Romains 12, 1-24

Offrir son corps

Saint Pierre Chrysologue

Homélie 108, Livre des Jours, p. 420s

 

          Ecoutons, frères, l’adjuration de l’apôtre Paul : Je vous adjure d’offrir vos corps. Par cette demande, Paul a fait accéder tous les hommes au sommet du sacerdoce : offrir vos corps comme un sacrifice vivant.

          Quelle fonction sans précédent que celle du sacerdoce chrétien ! L’homme y est à lui-même et la victime et le prêtre.

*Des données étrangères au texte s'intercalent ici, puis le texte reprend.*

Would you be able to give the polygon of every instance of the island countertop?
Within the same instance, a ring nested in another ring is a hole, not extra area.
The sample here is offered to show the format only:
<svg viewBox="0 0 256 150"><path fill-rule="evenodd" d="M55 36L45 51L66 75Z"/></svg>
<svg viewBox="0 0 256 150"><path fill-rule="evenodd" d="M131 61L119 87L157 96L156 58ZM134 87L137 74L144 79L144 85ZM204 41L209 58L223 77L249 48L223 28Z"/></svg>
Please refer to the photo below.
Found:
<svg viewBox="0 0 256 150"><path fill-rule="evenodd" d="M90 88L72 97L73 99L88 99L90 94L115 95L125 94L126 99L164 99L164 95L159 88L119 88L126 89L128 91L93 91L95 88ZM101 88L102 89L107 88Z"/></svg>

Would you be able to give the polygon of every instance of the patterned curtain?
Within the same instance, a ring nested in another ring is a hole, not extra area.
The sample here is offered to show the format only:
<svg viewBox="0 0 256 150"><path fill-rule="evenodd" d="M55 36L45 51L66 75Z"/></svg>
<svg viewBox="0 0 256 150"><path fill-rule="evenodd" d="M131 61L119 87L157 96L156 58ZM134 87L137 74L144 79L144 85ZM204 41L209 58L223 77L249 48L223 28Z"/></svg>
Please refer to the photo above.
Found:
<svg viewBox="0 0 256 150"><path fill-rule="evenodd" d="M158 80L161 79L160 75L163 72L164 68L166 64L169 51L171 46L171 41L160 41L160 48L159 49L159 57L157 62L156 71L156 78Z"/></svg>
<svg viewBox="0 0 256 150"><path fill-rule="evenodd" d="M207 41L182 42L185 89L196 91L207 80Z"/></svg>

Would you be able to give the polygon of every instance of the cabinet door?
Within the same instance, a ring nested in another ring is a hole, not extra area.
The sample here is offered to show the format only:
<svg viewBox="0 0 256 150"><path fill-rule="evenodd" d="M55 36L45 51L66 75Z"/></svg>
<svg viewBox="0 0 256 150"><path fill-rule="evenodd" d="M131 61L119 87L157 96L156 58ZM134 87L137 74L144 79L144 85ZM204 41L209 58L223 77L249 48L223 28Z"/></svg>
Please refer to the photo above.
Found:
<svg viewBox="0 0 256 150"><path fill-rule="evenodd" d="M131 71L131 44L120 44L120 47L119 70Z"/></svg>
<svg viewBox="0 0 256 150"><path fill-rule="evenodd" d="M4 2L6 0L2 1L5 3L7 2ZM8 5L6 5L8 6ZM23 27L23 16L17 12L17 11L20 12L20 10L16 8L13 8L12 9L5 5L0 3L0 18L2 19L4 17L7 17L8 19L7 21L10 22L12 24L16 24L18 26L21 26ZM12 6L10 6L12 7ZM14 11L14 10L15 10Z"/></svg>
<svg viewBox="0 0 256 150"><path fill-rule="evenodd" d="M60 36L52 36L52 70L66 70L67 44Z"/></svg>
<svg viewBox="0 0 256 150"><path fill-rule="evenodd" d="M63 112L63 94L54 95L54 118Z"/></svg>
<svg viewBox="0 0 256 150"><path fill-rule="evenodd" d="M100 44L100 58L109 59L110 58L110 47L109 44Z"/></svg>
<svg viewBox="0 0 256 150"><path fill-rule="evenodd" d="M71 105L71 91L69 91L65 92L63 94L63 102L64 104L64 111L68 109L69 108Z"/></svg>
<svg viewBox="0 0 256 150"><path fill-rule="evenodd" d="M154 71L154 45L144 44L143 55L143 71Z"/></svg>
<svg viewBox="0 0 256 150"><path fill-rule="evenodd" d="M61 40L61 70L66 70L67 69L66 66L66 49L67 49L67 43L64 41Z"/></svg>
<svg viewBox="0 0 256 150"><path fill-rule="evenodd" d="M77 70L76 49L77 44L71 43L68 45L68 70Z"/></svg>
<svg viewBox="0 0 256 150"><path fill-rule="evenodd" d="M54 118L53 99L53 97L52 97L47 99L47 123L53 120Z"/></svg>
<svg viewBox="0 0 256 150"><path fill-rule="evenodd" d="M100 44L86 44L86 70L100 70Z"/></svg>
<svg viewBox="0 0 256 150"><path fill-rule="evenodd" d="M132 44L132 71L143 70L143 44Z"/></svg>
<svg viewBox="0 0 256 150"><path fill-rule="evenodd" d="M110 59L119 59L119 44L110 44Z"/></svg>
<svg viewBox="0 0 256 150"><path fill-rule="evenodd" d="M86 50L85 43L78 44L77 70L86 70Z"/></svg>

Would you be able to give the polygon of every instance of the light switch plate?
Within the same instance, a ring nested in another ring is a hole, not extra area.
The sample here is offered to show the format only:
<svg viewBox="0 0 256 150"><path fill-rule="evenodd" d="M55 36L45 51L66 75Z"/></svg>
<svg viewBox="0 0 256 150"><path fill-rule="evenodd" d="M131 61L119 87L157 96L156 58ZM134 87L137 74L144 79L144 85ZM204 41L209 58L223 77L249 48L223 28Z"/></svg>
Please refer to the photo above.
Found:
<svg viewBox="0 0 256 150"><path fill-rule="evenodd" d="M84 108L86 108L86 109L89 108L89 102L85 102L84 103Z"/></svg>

L’homme n’a pas à chercher au dehors ce qu’il doit immoler à Dieu ; l’homme apporte avec lui et en lui ce qu’il doit offrir pour lui-même à Dieu en sacrifice. La victime demeure la même, le prêtre reste le même. La victime que l’on frappe reste vivante, et le prêtre ne meurt pas puisqu’il doit officier. Etonnant sacrifice où le corps est offert sans qu’il y ait de corps, où le sang est offert sans que le sang soit versé.

          Frères, ce sacrifice du Christ dépend du modèle qu’il nous en a donné, lorsqu’il a immolé son corps pour que sa vie donne la vie au monde. Et vraiment il a fait de son corps un sacrifice vivant, puisqu’il vit en étant immolé. Avec une telle victime, la mort est donnée en rançon, le sacrifice demeure, le sacrifice est vivant, la mort reçoit son châtiment. C’est pourquoi les martyrs naissent en mourant, commencent leur vie lorsqu’ils la finissent, vivent par leur mise à mort, et brillent dans le ciel alors que sur la terre on croyait à leur extinction.

          Je vous adjure, frères, par la miséricorde de Dieu, d’offrir vos corps en sacrifice vivant et saint. C’est ce que le prophète a chanté : Tu ne voulais ni sacrifice, ni oblation, mais tu m’as façonné un corps.

          Sois le sacrifice et le prêtre de Dieu. Ne néglige pas le don que t’a concédé la souveraineté divine. Revêts la robe de la sainteté, boucle sur toi le ceinturon de ta chasteté. Que le Christ vienne voiler ta tête, que la croix imprimée sur ton front te protège toujours, mets sur ton cœur le mystère de la science divine, fais brûler sans cesse l’encens de la prière, empoigne le glaive de l’Esprit, fais de ton cœur un autel. Et ainsi présente ton corps à Dieu, offre-le sans crainte en sacrifice.

          Dieu désire la foi, non la mort. Dieu a soif de prières, et non de sang. Dieu se laisse réconcilier par le bon vouloir, non par le meurtre.